Tom Rogers, a former submarine commander turned antinuclear protester, was arrested Aug. 8 while blocking the gate at Naval Base Kitsap Bangor, home to a large nuclear weapons stockpile.
The date of his protest was chosen to commemorate the Aug. 6 and Aug. 9 bombings of Hiroshima and Nagasaki, Japan in 1945.
What led you to protest at the gate at Bangor?
In the years following the end of the Cold War I became less and less comfortable with the concept of nuclear deterrents when there really wasn’t anybody out there that we were deterring. What we were doing was spending a whole lot of money not to be any safer. It made me mad as a former naval officer who dedicated my life to the Cold War – that’s what I did – and as a taxpayer, and as a resident of Kitsap County, because the continuing presence of the weapons at Bangor is a danger to people and the environment, even though the folks out there do as good a job as they can.
You knew what was going to happen?
It was the culmination of a process of discernment and deciding if it was the right time for me to do that. Getting arrested was a step I hadn’t taken. I’d been at ground zero for eight years and I’d been very active, I’d testified at trials, I’ve written things, I’ve done a lot of work. But I was always dubious about the value of getting arrested. Four of us decided we would symbolically close the base by dragging that big inflatable missile into the road, and closing the base.

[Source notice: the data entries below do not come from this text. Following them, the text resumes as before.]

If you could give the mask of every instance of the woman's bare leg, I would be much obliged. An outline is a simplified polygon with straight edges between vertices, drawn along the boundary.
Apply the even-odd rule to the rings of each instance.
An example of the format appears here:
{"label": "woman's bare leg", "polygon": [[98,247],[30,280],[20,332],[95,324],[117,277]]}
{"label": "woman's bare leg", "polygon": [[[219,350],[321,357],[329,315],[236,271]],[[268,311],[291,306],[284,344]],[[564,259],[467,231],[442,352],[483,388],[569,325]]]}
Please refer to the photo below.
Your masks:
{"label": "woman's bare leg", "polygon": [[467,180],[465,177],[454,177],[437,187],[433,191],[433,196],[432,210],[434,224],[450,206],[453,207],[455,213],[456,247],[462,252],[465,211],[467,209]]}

And that’s what we did.
Was it hard to step over those barricades?
No. Not at all. Once I had gone through the process of discernment, and decided that it was time for me to do that and we made a plan and we rehearsed it, and had three other people with me that were going to cross the line with me there was no looking back, there was no recrimination.

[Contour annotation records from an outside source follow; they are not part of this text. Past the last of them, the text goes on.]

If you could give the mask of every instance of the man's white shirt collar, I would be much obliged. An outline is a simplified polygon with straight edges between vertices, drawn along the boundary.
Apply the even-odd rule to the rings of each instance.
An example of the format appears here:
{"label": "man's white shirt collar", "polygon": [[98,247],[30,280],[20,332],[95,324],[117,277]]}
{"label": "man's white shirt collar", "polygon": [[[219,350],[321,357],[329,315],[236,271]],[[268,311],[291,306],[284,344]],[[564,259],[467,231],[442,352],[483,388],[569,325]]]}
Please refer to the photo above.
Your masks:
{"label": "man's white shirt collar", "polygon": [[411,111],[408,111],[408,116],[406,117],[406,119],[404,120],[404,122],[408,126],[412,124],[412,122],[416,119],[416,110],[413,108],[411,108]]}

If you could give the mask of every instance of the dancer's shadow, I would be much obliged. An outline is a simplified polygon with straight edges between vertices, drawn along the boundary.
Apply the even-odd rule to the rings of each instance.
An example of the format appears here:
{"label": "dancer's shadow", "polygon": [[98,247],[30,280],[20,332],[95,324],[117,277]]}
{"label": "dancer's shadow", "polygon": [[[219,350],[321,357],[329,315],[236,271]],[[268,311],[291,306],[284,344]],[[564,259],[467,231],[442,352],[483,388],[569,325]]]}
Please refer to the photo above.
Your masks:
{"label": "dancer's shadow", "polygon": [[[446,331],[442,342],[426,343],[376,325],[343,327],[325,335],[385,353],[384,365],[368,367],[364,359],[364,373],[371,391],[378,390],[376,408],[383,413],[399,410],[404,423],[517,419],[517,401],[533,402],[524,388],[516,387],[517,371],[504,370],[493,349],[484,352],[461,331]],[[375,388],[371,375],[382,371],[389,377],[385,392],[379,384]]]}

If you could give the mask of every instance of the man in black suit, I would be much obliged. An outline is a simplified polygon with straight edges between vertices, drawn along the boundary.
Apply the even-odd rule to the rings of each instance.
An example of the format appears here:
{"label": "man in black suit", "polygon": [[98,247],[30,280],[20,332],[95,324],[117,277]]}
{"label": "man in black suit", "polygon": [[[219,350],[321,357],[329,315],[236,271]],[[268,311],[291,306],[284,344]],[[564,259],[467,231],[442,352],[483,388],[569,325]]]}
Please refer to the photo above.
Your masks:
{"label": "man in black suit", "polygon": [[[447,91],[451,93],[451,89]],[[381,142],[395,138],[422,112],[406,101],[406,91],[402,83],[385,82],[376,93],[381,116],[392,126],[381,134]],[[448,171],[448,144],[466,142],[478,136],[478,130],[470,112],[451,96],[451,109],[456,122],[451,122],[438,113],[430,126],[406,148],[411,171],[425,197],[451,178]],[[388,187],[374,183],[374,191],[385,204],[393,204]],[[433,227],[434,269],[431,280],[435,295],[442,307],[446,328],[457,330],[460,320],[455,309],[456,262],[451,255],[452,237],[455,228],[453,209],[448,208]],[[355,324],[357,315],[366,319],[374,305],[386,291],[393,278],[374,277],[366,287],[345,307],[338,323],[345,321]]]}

You excelled in the military, and you say you’re still pro-military?
I was a child of the ‘60s. I lived in Haight-Ashbury for a little while in the mid-’60s, the summer of love, I was a hippie. Then I got drafted – the Vietnam War was raging – it was 1966, so the first thing I did was I went home, to Connecticut, and I went to the local Navy recruiter and I said, ‘I’m not into this Army thing, what can you do for me?’ … and I said thank you very much, let’s do it. And that’s how I stayed out of the Vietnam War.
So I was an unlikely candidate for my subsequent career, but I kind of fit. I was technically proficient, smart, knew how to work. Then they just kept making me offers I couldn’t refuse. I never was really committed to making the Navy a career, it just sort of happened. They kept promoting me. I was surprised at every promotion board.
What is it about nuclear weapons that makes it OK to break the law protesting them?
Because I’ve testified for people who’ve broken the law – felonies – and here’s the deal. In 1996 the international court of justice, which is the judicial arm of the United Nations, was asked for a judgment on whether nuclear weapons were illegal. And after a year of hearings and deliberations, they came back and said unequivocally, that the use or threat of use of nuclear weapons is illegal under international law. That came out of … the Geneva Accords. If you look at those, its obvious that the use of nuclear weapons is illegal under those accords.
Now here’s the leap. I believe that deployment of nuclear weapons on board Trident submarines who are on alert patrol and can shoot those weapons within 30 minutes at anybody in the world constitutes a continuing threat of use. So we believe that the United States is doing something illegal.
Is it hard to go on base now that you’ve taken part in the continuing protest?
Absolutely not. I exercise my rights and obligations as a citizen of being an activist off the base. When I’m on the base I’m a Navy veteran, I use the facilities, and I feel very justified in doing so. I really have no relationships with anybody who is actively working on the base now, but if I did I would not compromise those relationships. I can live these two lives very happily within myself.